Lunch spot w George from Germany: he had not heard of Der Pass  on TV.


View from my window tonight.













Wednesday, May 1, 2019

Perth to Madrid

This year the Emirates chefs are making a real effort to produce menus which are more interesting to gourmet travellers such as myself! The starters include traditional Arabic mezze. There are even instructions on how to roast the aubergines. “We turn them over an open flame until the skin begins to bubble or we bake them in the oven until they blister, or we throw them on hot coals and watch them char. We discard the bitter peel and keep the creamy smoky flesh and that is the foundation for two of our most famous mezze items. For moutabel, we whip the roasted aubergine pulp with tahini, lemon, olive oil, garlic and seasoning until it’s almost smooth. The result is creamy with tart and smoky contrasting flavours which are further offset with sweet pomegranate seeds”. Not bad at all!


Dinner:

Trad Arabic Mezze

Humus, muhammara, baba ghanouj, stuffed vine leaves, olives.

Barramundi w asparagus and pearl barley risotto.






(The above description was from the lunch menu).

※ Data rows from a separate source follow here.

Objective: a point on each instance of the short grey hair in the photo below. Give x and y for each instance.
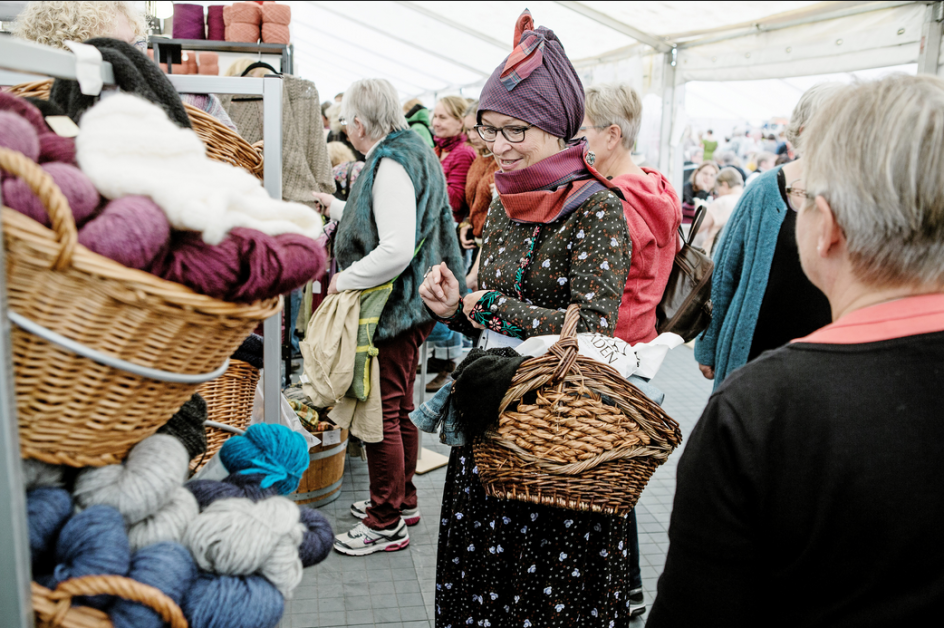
(811, 101)
(875, 152)
(375, 103)
(615, 104)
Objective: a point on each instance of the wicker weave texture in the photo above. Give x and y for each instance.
(70, 409)
(54, 608)
(573, 433)
(222, 143)
(229, 400)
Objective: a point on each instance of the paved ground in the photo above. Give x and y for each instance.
(396, 590)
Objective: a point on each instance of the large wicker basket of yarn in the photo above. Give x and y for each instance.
(229, 400)
(573, 433)
(77, 410)
(54, 609)
(222, 143)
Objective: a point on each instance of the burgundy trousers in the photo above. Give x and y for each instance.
(391, 463)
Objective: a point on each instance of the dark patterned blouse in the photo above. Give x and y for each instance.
(532, 273)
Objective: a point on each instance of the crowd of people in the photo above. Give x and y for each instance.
(814, 469)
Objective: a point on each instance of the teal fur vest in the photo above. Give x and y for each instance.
(357, 232)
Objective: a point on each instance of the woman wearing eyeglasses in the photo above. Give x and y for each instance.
(555, 236)
(761, 299)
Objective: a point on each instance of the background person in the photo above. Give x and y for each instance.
(820, 463)
(761, 299)
(396, 223)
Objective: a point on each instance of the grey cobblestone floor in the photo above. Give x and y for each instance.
(396, 590)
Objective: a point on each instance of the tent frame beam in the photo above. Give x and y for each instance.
(660, 44)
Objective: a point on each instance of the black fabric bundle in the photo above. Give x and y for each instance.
(481, 381)
(187, 426)
(134, 73)
(251, 351)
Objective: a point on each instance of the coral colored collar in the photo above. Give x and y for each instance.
(910, 316)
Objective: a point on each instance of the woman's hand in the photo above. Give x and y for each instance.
(440, 291)
(324, 203)
(468, 302)
(465, 237)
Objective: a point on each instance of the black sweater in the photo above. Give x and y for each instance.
(811, 492)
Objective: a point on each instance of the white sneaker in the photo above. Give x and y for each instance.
(410, 515)
(362, 540)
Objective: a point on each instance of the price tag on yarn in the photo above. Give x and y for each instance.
(332, 437)
(63, 126)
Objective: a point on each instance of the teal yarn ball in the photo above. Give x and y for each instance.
(274, 451)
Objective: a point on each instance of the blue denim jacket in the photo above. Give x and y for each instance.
(437, 415)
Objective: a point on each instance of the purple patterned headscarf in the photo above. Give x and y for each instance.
(536, 83)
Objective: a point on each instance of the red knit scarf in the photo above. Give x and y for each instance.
(550, 189)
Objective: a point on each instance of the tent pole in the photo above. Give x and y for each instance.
(931, 39)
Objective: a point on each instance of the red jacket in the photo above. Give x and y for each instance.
(654, 214)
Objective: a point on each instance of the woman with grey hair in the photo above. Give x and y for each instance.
(396, 222)
(819, 465)
(760, 296)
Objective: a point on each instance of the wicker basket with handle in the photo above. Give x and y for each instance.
(573, 433)
(222, 143)
(77, 409)
(54, 609)
(229, 400)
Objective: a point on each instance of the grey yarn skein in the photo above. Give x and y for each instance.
(236, 537)
(167, 524)
(140, 487)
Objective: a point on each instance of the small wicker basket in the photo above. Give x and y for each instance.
(78, 410)
(54, 609)
(222, 143)
(229, 400)
(586, 439)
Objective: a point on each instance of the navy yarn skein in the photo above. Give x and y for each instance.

I watched one film on the Madrid leg:

Crazy Rich Asians. I have to say that when I lived in Singapore for seven years, I didn’t come across anyone like this. Nor did I meet any Singaporeans who spoke perfectly pronounced English. Did they send all those actors to elocution lessons? Still, it was a nice love story to while away a couple of hours.


This was a nice touch!



On arrival at Chamartin Station in the early afternoon, it was noisy and crowded being a May Day public holiday. It took me a while to orientate myself and find the correct exit. As my hotel was just down the road (Barcelo Imagine) I decided to go there first even though I had business in the station. After a hot bath and a beer, I started to feel more human and walked back to the station to purchase my Seniors Rail Card (€6) and a ticket to Fromista for tomorrow (€24) as well as a new set of ear plugs - a Camino necessity.


I went to bed at 7.00 pm and woke up at 3.00 am. Nothing to be done about jet lag. It goes away eventually.